If LTE actually beats Mobile WiMax, it might actually be good for you. Mobile WiMax kit can also handle fixed WiMax, so you as a fixed WiMax vendor won't have a lot of people who have succeeded in Mobile WiMax getting into your space.
Yes, That's why I thought so long before answering.
If Mobile WiMax does take off, you might be in a position to get into that space. If it doesn't then fewer people are in a position to get into your space. A double edged sword.
Sometime in the long Proxim saga [Symbol lawsuit, entering WiMax, bankruptcy and sale to Moseley, snatched by Terabeam] the company said it was betting on municipal Wi-Fi. That fitted with Wi-Fi and WiMax backhaul. But municipal Wi-Fi didn't take off. A lot of the businesses you talk about, like surveillance, are just the wreckage of that, aren't they?

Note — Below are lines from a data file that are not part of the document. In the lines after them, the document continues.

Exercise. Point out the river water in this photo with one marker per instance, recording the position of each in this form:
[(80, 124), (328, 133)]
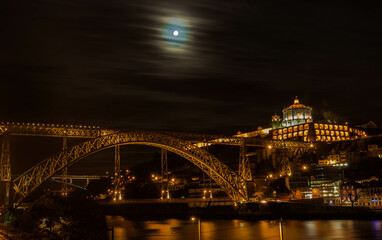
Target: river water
[(175, 229)]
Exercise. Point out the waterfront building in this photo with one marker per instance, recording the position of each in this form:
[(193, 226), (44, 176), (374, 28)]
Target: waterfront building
[(362, 193), (297, 124)]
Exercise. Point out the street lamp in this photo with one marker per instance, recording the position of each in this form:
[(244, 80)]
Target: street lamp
[(193, 219)]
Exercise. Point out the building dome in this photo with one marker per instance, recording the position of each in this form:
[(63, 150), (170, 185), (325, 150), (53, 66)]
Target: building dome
[(296, 114), (296, 104)]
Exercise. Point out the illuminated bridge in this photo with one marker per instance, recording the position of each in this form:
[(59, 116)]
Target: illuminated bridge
[(190, 146)]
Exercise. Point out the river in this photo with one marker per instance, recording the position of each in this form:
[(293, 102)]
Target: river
[(176, 229)]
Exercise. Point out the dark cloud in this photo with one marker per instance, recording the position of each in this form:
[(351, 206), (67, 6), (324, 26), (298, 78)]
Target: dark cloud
[(107, 63)]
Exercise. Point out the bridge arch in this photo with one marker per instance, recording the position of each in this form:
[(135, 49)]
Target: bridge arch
[(232, 183)]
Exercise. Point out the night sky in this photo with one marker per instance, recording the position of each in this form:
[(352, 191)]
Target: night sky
[(233, 64)]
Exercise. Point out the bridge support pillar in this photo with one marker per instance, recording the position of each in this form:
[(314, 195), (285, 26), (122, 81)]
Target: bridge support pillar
[(65, 169), (117, 169), (5, 169), (244, 165), (164, 175)]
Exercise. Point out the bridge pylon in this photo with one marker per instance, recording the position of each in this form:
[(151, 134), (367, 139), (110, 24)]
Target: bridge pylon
[(164, 175), (5, 169), (65, 169), (117, 169), (244, 164)]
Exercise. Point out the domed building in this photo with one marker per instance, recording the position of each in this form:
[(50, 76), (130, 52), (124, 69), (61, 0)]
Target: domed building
[(296, 114), (297, 123)]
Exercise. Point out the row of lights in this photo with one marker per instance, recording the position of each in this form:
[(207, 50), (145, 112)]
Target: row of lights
[(50, 125)]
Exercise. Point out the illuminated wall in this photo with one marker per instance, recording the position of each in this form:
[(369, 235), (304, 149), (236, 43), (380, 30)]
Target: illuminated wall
[(319, 132)]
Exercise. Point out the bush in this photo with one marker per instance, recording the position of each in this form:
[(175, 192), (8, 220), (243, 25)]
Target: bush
[(64, 218)]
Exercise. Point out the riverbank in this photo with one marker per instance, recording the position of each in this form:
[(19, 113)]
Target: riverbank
[(269, 211)]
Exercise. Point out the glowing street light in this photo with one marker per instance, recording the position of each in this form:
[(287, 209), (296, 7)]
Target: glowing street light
[(193, 219)]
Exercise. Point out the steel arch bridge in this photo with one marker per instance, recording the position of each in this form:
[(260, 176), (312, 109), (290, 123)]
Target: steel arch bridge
[(232, 183)]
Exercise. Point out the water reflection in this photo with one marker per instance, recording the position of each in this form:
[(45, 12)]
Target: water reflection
[(175, 229)]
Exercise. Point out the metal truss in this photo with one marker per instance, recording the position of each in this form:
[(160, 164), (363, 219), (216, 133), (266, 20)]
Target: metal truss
[(231, 183), (53, 130)]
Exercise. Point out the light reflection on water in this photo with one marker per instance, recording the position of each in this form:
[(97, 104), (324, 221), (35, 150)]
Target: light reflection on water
[(175, 229)]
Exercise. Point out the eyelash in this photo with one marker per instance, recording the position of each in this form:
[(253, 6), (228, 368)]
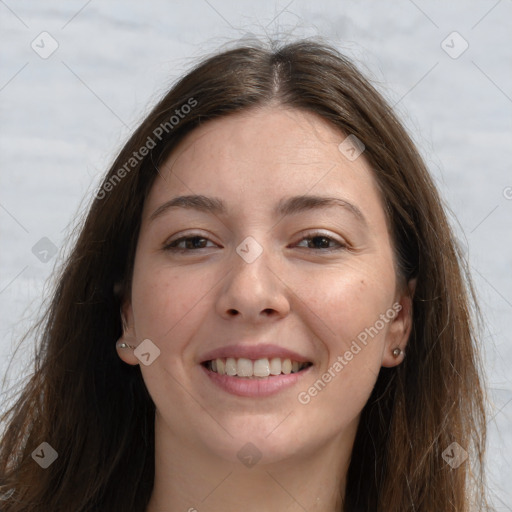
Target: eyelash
[(171, 246)]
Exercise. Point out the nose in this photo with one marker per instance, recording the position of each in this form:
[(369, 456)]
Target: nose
[(253, 292)]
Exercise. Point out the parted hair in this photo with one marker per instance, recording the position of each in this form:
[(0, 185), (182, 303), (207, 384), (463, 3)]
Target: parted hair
[(95, 410)]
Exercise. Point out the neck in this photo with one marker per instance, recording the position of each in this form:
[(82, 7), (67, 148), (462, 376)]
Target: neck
[(188, 479)]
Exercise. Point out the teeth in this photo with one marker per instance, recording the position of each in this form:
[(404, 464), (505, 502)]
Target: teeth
[(286, 366), (261, 368), (275, 366), (230, 366), (244, 367)]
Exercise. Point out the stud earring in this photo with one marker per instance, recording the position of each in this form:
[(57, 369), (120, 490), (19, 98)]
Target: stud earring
[(124, 345)]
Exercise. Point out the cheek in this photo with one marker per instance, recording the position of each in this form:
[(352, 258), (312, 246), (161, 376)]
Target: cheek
[(343, 303)]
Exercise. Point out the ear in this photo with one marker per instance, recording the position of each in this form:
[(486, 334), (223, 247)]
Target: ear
[(401, 325), (128, 337)]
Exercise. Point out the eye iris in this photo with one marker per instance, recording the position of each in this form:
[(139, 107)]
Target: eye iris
[(192, 242), (324, 244)]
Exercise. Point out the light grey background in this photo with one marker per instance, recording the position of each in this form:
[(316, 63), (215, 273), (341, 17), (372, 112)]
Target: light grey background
[(64, 117)]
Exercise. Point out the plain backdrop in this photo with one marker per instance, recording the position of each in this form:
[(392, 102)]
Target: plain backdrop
[(76, 79)]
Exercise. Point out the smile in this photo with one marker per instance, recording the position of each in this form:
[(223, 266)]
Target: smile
[(259, 368)]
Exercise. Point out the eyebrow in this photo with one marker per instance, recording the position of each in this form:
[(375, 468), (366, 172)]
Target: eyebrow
[(285, 207)]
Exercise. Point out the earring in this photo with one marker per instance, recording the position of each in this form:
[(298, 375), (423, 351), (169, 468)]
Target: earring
[(124, 345)]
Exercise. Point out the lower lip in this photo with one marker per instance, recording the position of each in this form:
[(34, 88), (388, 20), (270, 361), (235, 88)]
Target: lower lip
[(255, 387)]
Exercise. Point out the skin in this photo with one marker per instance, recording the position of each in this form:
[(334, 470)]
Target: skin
[(296, 294)]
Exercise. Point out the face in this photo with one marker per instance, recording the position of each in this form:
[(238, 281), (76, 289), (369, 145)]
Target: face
[(280, 261)]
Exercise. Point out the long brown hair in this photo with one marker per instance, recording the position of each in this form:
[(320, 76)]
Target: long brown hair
[(95, 411)]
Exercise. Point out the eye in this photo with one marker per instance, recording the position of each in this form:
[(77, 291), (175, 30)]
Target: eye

In municipal Wi-Fi there were two markets. The first was the Internet access market. That went under because it was a free market - services were supposed to be free. It always went to an RFP, and there was always a digital divide angle to it. That never panned out.
The other market, the public safety market, is still available today, and that is a big market for us. We've always focussed on that - and toned down the mesh aspect. Video surveillance is huge.
So, free Wi-Fi was a bubble that burst, but there's still plenty going on in that area?
What about your products?
In the next six months, we will have refreshed our entire product line.
In point-to-point, we recently launched a product in our Lynx range. We're taking the lessons we learnt in the wireless LAN space and applying them to point-to-point. Carriers are using T1s and E1s and backhauling over wireless, but they say they will want to go with Ethernet a year or two from now, so the new product has T1 and E1 interfaces, and Ethernet interfaces already. So when the carriers switch from T1s and E1s to Ethernet, all you've got to do is unplug it and plug it into the Ethernet.
It also has software selectable radios. You can do 2.4 GHz or 5.8GHz in the same box. That is taken for granted in the wireless LAN world, but we are the only point-to-point product that combines these two features.
In WiMax, we've done high security, and we're also going to have high performance products.
In Wi-Fi , we're going to introduce 802.11n access point products over the next six months.